Nicky Limber

Personal information
- Full name: Nicholas Limber
- Date of birth: 23 January 1974 (age 51)
- Place of birth: Doncaster, England
- Position(s): Defender

Team information
- Current team: Doncaster Rovers (youth team coach)

Youth career
- Doncaster Rovers

Senior career*
- Years: Team / Apps / (Gls)
- 1990–1992: Doncaster Rovers / 13 / (1)
- 1992–1993: Manchester City / 0 / (0)
- 1992: → Peterborough United (loan) / 2 / (0)
- 1993–1996: Doncaster Rovers / 4 / (0)
- 1996–1997: Weymouth / 68 / (5)
- 1996–1998: Gainsborough Trinity

= Nicky Limber =

English footballer

Nicholas Limber (born 23 January 1974) is an English football coach and former professional footballer who played as a defender.
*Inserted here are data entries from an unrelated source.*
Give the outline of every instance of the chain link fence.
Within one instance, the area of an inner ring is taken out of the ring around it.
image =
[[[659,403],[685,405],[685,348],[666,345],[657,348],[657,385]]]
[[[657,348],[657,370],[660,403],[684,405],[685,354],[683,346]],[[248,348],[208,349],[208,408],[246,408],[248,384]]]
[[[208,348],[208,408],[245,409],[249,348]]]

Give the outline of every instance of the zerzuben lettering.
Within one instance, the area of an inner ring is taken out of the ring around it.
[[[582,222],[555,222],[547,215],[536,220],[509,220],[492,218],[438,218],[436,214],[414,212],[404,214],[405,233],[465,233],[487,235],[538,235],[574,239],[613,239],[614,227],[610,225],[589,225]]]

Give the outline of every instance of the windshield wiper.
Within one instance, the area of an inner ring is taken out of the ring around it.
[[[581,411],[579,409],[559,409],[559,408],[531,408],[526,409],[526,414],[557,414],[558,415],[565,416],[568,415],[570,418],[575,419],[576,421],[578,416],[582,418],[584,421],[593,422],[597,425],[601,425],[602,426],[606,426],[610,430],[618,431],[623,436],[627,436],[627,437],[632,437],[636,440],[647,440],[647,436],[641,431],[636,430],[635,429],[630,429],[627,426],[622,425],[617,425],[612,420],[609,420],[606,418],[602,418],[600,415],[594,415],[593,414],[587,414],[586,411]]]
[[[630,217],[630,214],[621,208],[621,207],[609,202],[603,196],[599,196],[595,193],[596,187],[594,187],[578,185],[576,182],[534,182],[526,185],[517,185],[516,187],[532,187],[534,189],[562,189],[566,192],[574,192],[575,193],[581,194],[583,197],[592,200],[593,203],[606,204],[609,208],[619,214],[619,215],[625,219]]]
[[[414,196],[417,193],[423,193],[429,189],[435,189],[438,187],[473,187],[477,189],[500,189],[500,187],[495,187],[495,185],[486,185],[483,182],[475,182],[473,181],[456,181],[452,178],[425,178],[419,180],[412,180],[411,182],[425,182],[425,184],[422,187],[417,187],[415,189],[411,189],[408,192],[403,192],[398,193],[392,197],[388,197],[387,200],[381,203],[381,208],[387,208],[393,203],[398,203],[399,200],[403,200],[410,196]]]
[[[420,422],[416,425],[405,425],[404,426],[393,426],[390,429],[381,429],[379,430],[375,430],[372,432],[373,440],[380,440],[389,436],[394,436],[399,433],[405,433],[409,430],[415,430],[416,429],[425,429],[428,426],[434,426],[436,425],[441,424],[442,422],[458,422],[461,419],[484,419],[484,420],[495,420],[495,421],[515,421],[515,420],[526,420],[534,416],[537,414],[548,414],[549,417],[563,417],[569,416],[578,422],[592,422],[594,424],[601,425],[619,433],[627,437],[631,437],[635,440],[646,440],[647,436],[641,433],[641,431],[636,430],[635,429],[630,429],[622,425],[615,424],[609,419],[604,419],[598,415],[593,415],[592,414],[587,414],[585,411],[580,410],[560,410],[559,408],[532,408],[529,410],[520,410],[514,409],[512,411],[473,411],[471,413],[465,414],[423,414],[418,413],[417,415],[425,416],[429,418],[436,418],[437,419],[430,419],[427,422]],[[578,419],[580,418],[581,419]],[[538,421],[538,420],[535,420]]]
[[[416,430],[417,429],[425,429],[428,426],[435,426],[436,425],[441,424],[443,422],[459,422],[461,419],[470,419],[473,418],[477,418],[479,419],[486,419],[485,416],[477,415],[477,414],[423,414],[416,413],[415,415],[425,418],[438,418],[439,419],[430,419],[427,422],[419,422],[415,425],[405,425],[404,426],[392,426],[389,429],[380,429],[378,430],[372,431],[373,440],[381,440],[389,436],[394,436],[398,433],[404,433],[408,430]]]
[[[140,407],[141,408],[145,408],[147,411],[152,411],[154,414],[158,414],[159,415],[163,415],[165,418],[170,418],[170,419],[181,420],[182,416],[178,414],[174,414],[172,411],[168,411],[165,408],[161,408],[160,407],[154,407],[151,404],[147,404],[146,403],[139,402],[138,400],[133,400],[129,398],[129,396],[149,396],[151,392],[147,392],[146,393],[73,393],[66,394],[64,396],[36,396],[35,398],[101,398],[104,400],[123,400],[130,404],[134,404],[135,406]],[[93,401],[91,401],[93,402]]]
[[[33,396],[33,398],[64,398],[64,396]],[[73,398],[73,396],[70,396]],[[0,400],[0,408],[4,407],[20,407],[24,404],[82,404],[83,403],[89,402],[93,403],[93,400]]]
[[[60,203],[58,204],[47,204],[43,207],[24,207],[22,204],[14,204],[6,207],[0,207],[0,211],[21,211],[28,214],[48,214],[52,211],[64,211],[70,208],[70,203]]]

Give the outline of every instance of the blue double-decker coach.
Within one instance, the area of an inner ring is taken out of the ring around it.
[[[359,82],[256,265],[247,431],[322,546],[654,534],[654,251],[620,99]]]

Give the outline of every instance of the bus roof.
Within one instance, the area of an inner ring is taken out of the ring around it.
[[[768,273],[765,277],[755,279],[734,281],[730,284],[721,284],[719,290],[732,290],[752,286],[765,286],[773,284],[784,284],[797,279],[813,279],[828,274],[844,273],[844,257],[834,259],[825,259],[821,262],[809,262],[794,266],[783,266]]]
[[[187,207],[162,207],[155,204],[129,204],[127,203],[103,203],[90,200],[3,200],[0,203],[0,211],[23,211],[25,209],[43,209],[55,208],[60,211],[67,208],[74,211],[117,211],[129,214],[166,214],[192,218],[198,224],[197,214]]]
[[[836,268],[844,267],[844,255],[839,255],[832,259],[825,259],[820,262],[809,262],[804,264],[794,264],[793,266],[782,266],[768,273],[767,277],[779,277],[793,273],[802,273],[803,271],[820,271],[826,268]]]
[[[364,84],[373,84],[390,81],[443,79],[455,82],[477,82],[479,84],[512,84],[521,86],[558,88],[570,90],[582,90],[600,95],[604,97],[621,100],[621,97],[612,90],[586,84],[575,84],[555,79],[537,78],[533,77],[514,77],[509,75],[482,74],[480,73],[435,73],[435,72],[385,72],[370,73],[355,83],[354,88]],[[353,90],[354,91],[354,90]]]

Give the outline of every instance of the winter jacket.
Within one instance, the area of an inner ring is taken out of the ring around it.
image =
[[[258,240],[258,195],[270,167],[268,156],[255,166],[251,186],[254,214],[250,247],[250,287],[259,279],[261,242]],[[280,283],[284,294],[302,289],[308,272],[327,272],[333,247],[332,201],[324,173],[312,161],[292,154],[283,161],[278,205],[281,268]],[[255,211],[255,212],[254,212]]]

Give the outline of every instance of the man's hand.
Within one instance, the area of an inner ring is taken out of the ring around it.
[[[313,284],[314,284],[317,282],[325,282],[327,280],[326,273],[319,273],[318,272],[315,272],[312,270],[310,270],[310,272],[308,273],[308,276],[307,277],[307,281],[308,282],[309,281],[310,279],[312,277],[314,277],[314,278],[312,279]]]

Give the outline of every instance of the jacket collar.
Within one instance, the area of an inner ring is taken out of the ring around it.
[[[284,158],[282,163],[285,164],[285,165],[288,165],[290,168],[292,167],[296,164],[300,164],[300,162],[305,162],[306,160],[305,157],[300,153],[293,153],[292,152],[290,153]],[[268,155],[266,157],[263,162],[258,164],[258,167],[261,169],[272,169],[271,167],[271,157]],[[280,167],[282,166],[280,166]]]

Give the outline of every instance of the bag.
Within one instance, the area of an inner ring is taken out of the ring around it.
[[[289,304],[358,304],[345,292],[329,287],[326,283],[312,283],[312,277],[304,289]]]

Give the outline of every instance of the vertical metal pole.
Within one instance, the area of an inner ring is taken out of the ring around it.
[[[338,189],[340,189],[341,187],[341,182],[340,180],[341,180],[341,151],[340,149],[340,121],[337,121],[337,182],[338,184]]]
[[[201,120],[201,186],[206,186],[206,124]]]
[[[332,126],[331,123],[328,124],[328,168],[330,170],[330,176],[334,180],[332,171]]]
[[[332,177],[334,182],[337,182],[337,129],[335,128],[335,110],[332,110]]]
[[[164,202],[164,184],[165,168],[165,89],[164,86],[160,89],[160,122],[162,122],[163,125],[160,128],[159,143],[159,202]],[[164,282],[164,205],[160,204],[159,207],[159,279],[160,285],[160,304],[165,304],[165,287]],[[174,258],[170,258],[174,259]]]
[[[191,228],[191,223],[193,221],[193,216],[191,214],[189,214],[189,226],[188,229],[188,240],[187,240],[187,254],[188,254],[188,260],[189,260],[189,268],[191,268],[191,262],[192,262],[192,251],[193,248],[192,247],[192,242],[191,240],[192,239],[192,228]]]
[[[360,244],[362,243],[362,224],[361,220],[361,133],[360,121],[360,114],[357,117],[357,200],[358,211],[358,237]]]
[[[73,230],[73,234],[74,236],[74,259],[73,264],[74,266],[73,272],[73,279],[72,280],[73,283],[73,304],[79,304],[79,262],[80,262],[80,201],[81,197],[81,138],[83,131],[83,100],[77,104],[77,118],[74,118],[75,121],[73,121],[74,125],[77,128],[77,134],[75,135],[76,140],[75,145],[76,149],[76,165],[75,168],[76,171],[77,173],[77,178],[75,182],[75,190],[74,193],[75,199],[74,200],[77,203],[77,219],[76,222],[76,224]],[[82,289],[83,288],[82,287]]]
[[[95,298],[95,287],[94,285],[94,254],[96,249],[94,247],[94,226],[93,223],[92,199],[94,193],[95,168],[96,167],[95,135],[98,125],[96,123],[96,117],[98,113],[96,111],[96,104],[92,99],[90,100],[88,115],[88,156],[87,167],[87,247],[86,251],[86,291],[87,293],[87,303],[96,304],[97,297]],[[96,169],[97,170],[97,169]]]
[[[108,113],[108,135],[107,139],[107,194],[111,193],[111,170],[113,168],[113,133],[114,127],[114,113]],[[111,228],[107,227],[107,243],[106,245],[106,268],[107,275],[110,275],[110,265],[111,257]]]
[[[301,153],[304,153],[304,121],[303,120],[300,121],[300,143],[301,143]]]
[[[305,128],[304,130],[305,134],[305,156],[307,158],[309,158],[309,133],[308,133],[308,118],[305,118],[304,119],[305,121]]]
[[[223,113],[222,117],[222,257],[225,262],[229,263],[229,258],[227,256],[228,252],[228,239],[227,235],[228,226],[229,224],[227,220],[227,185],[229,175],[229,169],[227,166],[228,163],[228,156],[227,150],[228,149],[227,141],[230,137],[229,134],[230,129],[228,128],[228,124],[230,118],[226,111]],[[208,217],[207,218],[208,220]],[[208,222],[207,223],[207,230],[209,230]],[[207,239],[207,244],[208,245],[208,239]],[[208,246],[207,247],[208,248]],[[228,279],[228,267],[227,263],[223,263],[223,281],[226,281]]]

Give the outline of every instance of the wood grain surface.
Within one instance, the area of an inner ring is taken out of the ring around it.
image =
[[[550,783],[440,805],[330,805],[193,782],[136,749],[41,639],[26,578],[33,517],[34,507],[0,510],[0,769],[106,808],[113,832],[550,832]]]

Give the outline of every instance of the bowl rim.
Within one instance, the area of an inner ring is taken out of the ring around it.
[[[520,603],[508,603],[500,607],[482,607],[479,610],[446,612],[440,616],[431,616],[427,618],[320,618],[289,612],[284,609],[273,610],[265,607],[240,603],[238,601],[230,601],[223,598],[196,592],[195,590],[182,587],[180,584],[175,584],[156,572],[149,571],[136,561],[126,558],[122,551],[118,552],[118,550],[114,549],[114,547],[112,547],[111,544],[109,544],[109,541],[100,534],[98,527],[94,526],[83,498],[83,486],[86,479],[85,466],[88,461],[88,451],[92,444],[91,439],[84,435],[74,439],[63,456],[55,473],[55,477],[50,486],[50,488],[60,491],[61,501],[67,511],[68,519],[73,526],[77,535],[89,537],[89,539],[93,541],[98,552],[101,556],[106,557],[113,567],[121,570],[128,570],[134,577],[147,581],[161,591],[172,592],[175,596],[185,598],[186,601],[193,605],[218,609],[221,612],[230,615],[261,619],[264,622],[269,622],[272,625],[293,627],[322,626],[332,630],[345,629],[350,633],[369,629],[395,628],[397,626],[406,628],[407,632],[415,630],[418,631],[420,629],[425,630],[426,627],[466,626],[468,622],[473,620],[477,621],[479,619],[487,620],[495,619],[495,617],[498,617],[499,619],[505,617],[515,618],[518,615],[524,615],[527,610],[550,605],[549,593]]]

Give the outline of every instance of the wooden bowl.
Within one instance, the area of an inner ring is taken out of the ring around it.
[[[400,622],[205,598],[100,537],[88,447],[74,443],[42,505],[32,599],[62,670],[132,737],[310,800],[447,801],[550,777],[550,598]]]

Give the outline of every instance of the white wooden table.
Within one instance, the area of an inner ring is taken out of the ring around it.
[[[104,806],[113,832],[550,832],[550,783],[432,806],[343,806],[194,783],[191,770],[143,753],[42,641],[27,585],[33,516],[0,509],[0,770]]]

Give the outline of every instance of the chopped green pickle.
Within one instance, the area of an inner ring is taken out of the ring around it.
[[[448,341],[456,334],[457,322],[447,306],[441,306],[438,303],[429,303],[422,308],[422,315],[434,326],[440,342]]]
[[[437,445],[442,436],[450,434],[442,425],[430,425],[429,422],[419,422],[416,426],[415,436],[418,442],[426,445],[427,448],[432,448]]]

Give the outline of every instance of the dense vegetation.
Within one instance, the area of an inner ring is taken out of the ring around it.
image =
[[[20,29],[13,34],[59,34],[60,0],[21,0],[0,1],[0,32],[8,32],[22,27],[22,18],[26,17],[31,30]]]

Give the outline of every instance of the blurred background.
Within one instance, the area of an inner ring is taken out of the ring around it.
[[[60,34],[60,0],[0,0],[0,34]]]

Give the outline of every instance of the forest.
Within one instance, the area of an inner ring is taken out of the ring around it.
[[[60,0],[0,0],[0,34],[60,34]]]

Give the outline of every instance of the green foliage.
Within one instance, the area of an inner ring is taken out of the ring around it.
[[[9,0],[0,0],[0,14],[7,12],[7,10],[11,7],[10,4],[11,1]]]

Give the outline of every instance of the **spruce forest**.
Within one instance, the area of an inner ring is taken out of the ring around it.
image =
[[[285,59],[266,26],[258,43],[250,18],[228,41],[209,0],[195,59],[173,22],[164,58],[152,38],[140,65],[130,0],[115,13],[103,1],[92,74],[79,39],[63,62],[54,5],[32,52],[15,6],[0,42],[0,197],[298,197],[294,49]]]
He is now a first team coach with Rossington Main FC and manager of the Hall Cross first team.

==Playing career==
Limber came through the academy at Doncaster Rovers and went on to make 13 appearances before being sold to Manchester City He spent time on loan with Peterborough United before returning to Doncaster on a permanent contract. He later played non-league football for both Weymouth and Gainsborough Trinity.

==Coaching career==
Limber works for Doncaster Rovers as a youth team coach.